The sum of the primes below 10 is 2 + 3 + 5 + 7 = 17. Find the sum of all the primes below two million.

My code:

beginning_time = Time.now
(1..10000).each { |i| i }

def isPrime(num)
    factors = 0
    primecount = 1
    while primecount <= num
        if (num%primecount == 0)
            factors += 1
        end
        if (factors > 2)
            return false
        end
        primecount += 1
    end
    return true 
end

def make_sieve(num)
    sieve = Array.new(num)
    summation = 0
    for i in 1..num
            if(isPrime(i) == true)
                summation += i
                puts i
                for x in i..num
                    if x%i == 0
                    # Go through entire array and make all multiples of i False
                        sieve[x] = false
                    else
                        sieve[i] = true                     
                    end
                end
            else
                # If i is NOT prime, move to the next number. in the For Loop
                next
            end
    end
    puts summation
end

make_sieve(2000000)


end_time = Time.now
puts "Time elapsed #{(end_time - beginning_time)*1000} milliseconds"

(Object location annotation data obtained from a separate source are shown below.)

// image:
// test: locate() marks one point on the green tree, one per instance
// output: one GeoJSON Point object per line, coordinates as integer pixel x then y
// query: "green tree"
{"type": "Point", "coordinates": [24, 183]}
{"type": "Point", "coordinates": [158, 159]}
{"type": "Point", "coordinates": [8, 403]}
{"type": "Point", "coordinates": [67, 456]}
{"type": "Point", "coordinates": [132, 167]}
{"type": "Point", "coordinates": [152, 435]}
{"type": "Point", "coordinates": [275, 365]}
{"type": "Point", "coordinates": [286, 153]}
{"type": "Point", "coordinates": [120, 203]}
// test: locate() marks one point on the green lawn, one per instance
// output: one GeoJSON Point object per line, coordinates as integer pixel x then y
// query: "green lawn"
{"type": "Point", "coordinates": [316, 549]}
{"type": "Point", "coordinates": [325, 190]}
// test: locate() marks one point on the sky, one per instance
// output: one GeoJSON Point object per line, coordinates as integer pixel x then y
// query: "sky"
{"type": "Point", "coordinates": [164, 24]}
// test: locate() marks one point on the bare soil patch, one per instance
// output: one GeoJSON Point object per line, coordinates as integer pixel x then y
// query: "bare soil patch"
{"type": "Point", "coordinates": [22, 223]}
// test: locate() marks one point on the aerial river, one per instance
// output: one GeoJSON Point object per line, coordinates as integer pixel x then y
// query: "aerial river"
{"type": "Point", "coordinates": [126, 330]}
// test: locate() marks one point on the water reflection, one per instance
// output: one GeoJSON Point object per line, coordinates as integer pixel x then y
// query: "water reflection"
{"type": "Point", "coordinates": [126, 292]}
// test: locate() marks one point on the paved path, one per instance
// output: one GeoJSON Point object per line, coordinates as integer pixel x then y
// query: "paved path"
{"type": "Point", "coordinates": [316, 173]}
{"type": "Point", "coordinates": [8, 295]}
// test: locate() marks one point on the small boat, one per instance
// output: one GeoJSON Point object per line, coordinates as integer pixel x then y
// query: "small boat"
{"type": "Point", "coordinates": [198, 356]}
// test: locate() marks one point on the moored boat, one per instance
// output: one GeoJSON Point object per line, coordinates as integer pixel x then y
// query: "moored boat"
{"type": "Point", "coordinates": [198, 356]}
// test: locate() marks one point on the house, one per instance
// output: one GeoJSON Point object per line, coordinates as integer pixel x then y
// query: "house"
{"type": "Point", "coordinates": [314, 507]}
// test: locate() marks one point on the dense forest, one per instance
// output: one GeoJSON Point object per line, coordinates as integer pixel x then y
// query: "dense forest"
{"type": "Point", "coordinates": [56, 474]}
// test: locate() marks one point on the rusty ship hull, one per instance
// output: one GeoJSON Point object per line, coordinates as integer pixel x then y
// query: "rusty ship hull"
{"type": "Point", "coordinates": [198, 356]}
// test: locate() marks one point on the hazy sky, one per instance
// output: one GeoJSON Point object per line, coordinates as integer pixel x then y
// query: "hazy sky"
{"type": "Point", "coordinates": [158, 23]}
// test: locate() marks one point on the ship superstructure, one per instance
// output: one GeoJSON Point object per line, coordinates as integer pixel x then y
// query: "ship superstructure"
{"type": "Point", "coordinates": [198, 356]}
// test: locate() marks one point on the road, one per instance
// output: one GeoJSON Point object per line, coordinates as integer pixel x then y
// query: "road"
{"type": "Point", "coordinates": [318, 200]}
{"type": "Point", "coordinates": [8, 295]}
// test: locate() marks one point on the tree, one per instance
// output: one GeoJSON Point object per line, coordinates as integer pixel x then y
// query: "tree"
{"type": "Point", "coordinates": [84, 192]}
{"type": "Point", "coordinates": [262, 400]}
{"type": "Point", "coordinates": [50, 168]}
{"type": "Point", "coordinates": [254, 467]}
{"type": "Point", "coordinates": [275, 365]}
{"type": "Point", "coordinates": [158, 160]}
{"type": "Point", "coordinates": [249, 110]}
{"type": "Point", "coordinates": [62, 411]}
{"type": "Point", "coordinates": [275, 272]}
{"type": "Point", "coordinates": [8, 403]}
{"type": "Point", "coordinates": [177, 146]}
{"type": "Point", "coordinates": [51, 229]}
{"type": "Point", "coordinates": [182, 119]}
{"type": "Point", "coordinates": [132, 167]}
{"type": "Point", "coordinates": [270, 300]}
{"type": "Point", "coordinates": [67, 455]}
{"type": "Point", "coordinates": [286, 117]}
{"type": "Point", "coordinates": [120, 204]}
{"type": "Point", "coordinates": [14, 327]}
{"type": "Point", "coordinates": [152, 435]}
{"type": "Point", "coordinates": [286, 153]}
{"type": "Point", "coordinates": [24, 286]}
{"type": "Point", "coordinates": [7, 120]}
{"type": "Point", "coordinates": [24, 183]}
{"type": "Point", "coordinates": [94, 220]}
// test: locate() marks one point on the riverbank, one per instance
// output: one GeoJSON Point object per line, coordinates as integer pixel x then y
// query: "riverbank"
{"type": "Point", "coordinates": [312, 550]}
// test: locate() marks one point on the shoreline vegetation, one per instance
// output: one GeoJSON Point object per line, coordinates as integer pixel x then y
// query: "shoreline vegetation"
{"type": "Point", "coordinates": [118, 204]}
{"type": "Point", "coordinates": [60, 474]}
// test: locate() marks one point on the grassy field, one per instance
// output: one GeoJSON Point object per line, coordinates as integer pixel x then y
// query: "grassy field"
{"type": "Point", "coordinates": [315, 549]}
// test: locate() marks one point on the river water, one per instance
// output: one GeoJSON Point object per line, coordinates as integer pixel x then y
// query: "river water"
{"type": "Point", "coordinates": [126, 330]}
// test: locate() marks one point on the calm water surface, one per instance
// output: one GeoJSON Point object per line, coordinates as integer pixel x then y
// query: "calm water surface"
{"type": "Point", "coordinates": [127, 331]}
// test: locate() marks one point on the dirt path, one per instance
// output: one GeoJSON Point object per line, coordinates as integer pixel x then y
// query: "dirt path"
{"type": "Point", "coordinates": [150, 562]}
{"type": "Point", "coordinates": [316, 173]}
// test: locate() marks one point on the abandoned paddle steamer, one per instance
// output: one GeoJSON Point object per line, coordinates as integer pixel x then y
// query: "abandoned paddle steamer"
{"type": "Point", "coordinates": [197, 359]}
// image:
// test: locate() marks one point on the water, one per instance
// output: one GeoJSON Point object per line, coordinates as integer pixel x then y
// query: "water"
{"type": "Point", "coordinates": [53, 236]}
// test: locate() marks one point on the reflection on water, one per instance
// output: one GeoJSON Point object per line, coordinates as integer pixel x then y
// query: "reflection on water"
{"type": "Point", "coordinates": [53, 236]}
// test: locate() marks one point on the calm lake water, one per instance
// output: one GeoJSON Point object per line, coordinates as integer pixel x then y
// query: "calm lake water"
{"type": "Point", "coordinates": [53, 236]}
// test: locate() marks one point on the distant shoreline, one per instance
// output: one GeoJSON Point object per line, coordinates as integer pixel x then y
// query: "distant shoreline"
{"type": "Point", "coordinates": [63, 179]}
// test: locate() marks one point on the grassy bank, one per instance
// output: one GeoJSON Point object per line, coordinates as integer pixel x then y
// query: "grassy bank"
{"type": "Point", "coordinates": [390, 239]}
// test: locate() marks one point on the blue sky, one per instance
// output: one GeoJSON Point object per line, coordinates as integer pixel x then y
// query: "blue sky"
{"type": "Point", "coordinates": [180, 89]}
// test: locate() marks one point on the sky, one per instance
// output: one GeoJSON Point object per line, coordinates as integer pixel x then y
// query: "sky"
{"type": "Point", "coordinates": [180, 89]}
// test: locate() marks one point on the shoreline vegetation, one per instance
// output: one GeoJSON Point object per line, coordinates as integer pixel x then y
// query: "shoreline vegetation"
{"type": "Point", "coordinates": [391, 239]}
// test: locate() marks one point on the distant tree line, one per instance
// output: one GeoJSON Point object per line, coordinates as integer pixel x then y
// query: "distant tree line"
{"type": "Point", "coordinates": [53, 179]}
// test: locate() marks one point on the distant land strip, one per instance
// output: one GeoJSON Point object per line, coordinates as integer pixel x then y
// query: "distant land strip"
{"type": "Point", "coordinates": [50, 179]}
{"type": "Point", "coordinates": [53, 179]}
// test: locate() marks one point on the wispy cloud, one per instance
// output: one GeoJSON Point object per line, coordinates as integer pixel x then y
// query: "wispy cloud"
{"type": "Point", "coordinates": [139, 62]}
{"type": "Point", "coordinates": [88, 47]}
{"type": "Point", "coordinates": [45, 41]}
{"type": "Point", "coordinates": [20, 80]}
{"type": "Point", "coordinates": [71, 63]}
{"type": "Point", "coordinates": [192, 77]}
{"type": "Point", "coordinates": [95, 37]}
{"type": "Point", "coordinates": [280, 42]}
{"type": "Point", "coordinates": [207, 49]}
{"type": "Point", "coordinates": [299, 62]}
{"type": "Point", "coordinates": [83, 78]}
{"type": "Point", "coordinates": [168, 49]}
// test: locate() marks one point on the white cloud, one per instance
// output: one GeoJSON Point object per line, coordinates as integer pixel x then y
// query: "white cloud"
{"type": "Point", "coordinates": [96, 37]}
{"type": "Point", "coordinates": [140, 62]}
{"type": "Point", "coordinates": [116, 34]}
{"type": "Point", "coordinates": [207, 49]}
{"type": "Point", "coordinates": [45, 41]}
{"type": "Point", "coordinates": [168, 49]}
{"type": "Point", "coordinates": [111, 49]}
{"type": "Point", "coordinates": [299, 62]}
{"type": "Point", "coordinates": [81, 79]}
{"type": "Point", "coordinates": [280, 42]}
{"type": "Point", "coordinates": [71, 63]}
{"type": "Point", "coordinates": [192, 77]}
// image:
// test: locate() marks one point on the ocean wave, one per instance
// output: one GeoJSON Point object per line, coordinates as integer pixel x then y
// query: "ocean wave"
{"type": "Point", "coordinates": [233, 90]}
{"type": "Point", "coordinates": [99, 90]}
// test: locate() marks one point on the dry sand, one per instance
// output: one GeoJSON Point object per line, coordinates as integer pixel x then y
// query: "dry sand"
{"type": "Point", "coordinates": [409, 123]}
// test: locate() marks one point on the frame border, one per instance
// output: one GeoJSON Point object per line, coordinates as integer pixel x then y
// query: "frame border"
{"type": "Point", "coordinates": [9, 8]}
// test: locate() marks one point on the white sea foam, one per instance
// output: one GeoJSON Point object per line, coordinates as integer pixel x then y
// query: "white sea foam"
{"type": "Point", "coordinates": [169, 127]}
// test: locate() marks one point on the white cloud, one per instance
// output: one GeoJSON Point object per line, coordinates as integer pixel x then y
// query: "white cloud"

I think I have the right idea with the sieve but I really have no clue what's going on that makes this program run so slow. I run it with 20,000 and it takes about 15 seconds, which seems slow even still, although the output comes out MUCH faster than when I put 2,000,000.

Am I going about this the wrong way logically or syntactically or both?

Answer 1

Your isPrime() test is very slow on primes; but you don't even need it. The key to sieve is, initially all the numbers are marked as prime; then for each prime we mark off all its multiples. So when we get to a certain entry in the sieve, we already know whether it is a prime or not - whether it is marked true for being prime, or it is marked false for being composite (a multiple of some smaller prime).

There is no need to test it being prime, at all.

And to find the multiples, we just count: for 5, it's each 5th entry after it; for 7 - each 7th. No need to test them with % operator, just set to false right away. No need to set any of them to true, because all numbers were set to true at the start.

Answer 2

You seem to be writing JavaScript code in Ruby, and are missing the subtleties that makes Ruby so elegant. You should take a look at something like Ruby Best Practices, which is quite a light read but deals with using Ruby idioms instead of imposing the concepts of another language.

As has been said, the whole point of an Eratosthenes sieve is that you just remove all compound numbers from a list, leaving just the primes. There is no need to check each element for primeness.

This is a Rubyish solution. It runs in about 1.5 seconds. It is a little complicated by the representing number N by array element N-1, so (i+i+1 .. num).step(i+1) is equivalent to (n * 2 .. num).step(n)

def make_sieve(num)

  sieve = Array.new(num, true)

  sieve.each_with_index do |is_prime, i|
    next if i == 0 or not is_prime
    (i+i+1 .. num).step(i+1) { |i| sieve[i] = false }
  end

  puts sieve.each_index.select { |i| sieve[i] }.map { |i| i+1 }.inject(:+)

end

make_sieve(2_000_000)

output

142913828923